Republican presidential candidate Mike Huckabee showed up near Flint MI on January 11 to greet supporters shouting "Go, Mike, go!". Wearing a Red Wings hockey team jacket, Huckabee joined fellow musicians on his bass guitar at the Birch Run Expo Center, which is within sight of a popular outlet mall in Birch Run MI. Responding to cheers and the "Michigan for Huckabee" signs, the jovial politician asked supporters to use their enthusiasm to "help something happen Tuesday that a lot of people don't think can happen." Michigan voters will go to the polls on Tuesday, January 15 to choose canddidate in the Republican and Democratic party primaries.
"I like you too!" said the former governor of Arkansas and preacher, who reminded the crowd of Flint's past glory as an automotive powerhouse that drew many of his compatriots from Arkansas to work in the now-defunct factories of General Motors. Said Huckabee, in a state where unemployment is high and hopes are low, "There was a time when Michigan was a have where people could work hard and put food on their family's table and produdly know that job would be there next week because people were buying acars and buying things made in this great state". Some in the crowd shouted back "not any more!" Supporters cheered for his anti-abortion stance.
Striking a populist tone, Huckabee referred to the fact that he was the first in the male line of his family to graduate high school saying "...if a guy like me can be president your child can, too". Guns are an issue too, in a state with a long tradition of hunting and where Detroit, for example, earned a reputation for gun violence.

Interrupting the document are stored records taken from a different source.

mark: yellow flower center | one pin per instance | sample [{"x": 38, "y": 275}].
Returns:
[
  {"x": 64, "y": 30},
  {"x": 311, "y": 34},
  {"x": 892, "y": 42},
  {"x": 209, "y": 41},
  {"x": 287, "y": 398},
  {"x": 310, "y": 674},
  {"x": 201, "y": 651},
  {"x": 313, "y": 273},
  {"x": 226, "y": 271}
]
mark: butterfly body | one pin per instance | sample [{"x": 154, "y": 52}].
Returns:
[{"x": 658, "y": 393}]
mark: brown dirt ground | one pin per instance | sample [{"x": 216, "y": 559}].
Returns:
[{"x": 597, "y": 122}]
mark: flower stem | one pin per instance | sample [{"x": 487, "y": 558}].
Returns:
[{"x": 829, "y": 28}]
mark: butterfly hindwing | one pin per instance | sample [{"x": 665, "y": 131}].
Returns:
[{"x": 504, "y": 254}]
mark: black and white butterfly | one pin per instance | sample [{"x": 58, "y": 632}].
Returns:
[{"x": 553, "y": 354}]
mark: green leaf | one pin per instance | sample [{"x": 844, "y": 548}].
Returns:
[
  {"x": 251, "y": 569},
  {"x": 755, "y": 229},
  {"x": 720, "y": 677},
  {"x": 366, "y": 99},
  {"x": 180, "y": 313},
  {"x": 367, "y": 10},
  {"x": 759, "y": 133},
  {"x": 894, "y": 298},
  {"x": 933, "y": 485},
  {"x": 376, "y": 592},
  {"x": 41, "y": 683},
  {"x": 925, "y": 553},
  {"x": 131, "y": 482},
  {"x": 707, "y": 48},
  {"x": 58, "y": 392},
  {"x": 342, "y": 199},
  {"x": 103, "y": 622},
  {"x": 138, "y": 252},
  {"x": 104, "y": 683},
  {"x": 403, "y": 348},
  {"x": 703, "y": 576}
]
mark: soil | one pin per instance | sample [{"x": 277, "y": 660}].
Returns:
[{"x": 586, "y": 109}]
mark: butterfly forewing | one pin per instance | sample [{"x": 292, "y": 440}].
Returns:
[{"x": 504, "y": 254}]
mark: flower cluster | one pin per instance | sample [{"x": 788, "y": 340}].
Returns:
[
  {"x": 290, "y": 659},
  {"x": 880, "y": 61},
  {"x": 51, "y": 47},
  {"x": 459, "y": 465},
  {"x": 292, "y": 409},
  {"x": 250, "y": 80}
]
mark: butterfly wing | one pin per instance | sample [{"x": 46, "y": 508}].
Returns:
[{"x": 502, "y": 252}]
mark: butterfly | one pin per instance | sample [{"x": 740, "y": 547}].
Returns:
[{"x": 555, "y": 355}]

Flint, which is described by some as the Buckle of the Rust Belt, was cited last year in one study as the most violent city in the US. However, homicides dropped from 55 in 2006 to 30 in 2007. According to the Flint Journal, which quoted County Prosecutor David Leyton as saying that cooperation between the various law enforcement agencies has meant more arrests and convictions of violent criminals. The newspaper quoted Leyton as saying "If they are not out on the streets, they can't create mischief." The newspaper said that Leyton suggested that criminals causing the most violent crime are dead or behind bars.
Even so, one Baptist minister credits an increase in the number of concealed weapon permits issued to county residents for the drop in violent crime. Pastor Barry Parker of First Baptist Church in Clio MI, for example, received a concealed weapon permit last year and encouraged his flock to also do so. The law permitting concealed weapons (CCW) went into effect in 2001 and there are now 155,000 permit holders in the state. The crime rate for the state has dropped since then overall, prompting some to say that pistol-packing citizens are to be credited for taking a bite out of crime. The concealed weapons law, says Parker "I believe makes the community safer". Pastor Parker's congregation has members who tote weapons to church on Sunday. Sheriff Robert J. Pickell, a Roman Catholic who is also active in spiritual ministry to the incarcerated, pooh-poohed concerns on the part of those who worry that more guns equals more violence "Everyone predicted a shoot-out at the OK Corral...It never happened."